Wrote these two points for a Google Group of Jewish writers. The present title (crowdsourced writing) was named after the second entry from today:
I find the more I think about what to write before writing, the clearer the initial outcome. As the thoughts belong to Hashem (God), there’s no need to rush to jot them down the second they come. This is my approach at least. If Hashem wanted them to come the first time, then when it is the time to actually sit down and write, then it will come down again.
And the post today:
Since an encouraging comment was sent to me after the “all thoughts belong to Hashem” post, while I didn’t enter into the discussion at the time, this perspective also relates to two other recent topics: 1) How long it takes to write? and 2) What settings one finds it most conducive to write in?
I am writing this because the lesson did not come easy to me. After looking forward to writing an article the entire day, a difficult bedtime was met with frustration. But time and again, after staying up despite being tired, etc… the articles always turned out much better.
I joked to my rabbi recently that I should travel the buses just so that I could write. Since traveling is uncomfortable for me, it becomes much easier to set my ego aside in search of the ideas that need to be written and shared with others that day.
Incidentally the “joke” happened recently while traveling with my daughter to attend that night’s Rabbi Ginsburgh class. While the bus was nearing Jerusalem, I found out that the driver for the second part of the trip didn’t have space for both me and my daughter. So we bought some chips, and headed right back home. I told my daughter after hearing the news that we should do this more often as an article was written on my laptop during the trip there and back.
The first thing to keep in mind is what was said last time. That when we appreciate that our writing thoughts are not for us, but from Hashem in order to benefit others, then the search for the perfect solitude, or time of day, room of the house, etc… dissipates in the face of the task at hand. When viewed as a responsibility, then we can write anywhere … literally.
The above picture was snipped from a video at a recent Rabbi Ginsburgh class in Jerusalem. It’s not so easy to see, but behind the person in the left foreground leaning down to talk on his cellphone, is a computer in the background. That’s me typing away an article during one of the dancing/singing intermissions. I wrote about half the article before the class began, then during the intermissions and after the class. Appropriately enough the article was about disruptive journalism, and can be read here: http://communityofreaders.org/2014/02/14/the-new-world-of-disruptive-journalism/
How is writing like this possible? There is no MLA Handbook required, only emunah (faith) and bitachon (trust). Both the belief that people stand to benefit from what you have to say, and that you have the trust that Hashem will help you to find the write words.
There is a very famous story in Chabad told about the time that Rabbi DovBer’s infant son was crying, but only his grandfather, Rabbi Schneur Zalman, heard the cries (even though both he and his son were both engrossed in deep Torah study).
If you read the story, originally Rabbi Schneur Zalman’s words to his son seem like words of mussar. Even though gently spoken, he said: “No matter how engrossed one may be in the loftiest occupation, one must never remain insensitive to the cry of a child.”

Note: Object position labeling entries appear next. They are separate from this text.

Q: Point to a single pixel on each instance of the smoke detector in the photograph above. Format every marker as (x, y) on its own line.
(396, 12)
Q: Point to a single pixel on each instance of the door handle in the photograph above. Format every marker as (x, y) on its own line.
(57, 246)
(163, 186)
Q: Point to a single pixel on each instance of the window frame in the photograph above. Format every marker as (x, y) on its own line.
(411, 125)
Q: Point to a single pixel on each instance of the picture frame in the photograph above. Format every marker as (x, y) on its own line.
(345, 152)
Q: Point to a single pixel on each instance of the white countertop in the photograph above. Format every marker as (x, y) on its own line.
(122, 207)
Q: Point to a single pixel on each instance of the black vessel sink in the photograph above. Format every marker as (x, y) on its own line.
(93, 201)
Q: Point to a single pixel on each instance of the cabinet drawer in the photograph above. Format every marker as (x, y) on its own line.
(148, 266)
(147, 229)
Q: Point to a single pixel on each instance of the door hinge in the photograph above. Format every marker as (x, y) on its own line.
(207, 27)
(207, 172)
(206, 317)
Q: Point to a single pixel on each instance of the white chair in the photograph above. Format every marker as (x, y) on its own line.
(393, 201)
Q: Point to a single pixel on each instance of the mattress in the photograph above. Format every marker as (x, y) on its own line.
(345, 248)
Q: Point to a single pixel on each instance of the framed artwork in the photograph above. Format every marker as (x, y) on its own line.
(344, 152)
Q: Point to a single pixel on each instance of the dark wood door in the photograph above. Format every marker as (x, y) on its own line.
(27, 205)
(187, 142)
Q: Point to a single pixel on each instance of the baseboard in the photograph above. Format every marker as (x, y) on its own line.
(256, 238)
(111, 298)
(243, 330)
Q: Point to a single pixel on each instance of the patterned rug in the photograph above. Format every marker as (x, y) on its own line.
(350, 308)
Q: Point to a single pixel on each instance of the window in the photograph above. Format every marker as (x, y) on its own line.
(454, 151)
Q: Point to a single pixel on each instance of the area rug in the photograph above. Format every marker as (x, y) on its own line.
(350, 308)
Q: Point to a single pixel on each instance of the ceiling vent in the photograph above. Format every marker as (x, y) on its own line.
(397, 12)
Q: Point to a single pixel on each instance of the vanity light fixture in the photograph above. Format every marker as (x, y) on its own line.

As explained in the quote above, being sensitive to the “cry of the child” is to be sensitive to the cry of Jewish youth today. When viewed in this way, like a photographer who takes his camera along always ready to take the perfect picture, whenever the opportunity presents itself, it is worthwhile to think about, and even start writing, those thoughts that stand to benefit another.
To be sensitive to the cries or noise around us doesn’t need to be a distraction. As in the story, it can serve as a reminder that there is a world out there waiting to eagerly benefit from what you have to say.